Le temps. Coule, fluide. Il ne s’arrête jamais. Ni pour l’avion échoué en mer. Ou le bateau sans ailes. Ni pour la femme et son dernier cri, tandis que point la tête noire entre ses cuisses. Pour l’homme rongé, le cerveau halluciné, un canon contre sa tempe. Pour l’insecte qu’une semelle ne parvient pas à annihiler. La daphnie à sec sur une lamelle de microscope. Pour l’œuf volé. Le chaton malfamé, sa respiration sifflante, à qui il faut rompre le cou. À la vache des fins gourmets, grasse, tellement plus que cette viande cultivée en laboratoire, avant que la massue ne lui heurte le front.

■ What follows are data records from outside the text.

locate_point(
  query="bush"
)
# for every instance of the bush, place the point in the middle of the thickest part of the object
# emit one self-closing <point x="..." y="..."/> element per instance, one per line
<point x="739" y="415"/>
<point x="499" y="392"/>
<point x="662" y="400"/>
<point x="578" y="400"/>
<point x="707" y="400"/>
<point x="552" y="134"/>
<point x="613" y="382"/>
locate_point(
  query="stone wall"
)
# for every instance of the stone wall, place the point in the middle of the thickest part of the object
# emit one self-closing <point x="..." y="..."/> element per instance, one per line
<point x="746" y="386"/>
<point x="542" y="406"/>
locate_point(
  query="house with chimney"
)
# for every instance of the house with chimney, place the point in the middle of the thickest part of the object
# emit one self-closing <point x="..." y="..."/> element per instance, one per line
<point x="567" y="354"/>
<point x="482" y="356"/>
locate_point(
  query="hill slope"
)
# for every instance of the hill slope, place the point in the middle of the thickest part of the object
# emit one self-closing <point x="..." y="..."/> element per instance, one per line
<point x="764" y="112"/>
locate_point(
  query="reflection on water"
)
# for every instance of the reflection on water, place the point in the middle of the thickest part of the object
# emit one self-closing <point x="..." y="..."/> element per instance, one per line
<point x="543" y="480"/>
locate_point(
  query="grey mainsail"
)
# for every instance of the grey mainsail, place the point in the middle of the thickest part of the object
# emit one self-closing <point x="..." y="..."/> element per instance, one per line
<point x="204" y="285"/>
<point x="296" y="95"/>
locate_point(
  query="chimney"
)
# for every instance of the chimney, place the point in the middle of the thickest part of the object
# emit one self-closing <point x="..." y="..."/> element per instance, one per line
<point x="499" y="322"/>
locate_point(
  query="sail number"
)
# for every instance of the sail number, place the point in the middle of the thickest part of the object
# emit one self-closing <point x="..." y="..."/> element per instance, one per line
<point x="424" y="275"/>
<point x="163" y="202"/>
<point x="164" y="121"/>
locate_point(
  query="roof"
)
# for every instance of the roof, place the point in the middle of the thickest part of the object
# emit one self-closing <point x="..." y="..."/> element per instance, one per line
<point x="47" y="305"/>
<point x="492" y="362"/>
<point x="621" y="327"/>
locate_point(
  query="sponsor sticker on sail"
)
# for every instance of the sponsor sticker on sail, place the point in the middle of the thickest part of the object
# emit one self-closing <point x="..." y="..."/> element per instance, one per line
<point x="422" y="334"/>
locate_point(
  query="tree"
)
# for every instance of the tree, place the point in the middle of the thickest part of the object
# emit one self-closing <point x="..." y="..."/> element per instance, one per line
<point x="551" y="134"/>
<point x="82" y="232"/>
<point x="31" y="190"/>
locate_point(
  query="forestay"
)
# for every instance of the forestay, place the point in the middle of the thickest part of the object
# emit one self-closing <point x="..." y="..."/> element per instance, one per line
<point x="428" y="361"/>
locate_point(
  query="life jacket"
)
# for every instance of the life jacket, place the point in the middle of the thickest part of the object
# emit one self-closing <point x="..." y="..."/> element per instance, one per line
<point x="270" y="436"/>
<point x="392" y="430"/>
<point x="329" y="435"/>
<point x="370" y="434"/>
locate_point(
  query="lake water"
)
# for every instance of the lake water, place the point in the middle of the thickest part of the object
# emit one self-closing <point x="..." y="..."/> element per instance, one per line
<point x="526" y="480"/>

C’est ce qu’ils croient. Ce que prône leur logique, sécuritaire, quand bien même leur cœur…

Pourtant, l’œil a vu. L’avion sur le ciel, à quelques millionièmes de seconde plus rapide que le temps qui défile en bas. La réception d’appel, de Mars à la Terre. Ces hommes, partis à quatre années-lumière, de retour à la Terre, et leur visage qui n’accuse pas une ride de plus.

La seconde si leste du coureur. Celle si profonde de l’arrêt d’autobus. L’horloge qui l’a si longue, lorsqu’il ne reste qu’une dizaine de minutes avant la cloche. La douleur qui la transit en heures. L’ennui en siècles.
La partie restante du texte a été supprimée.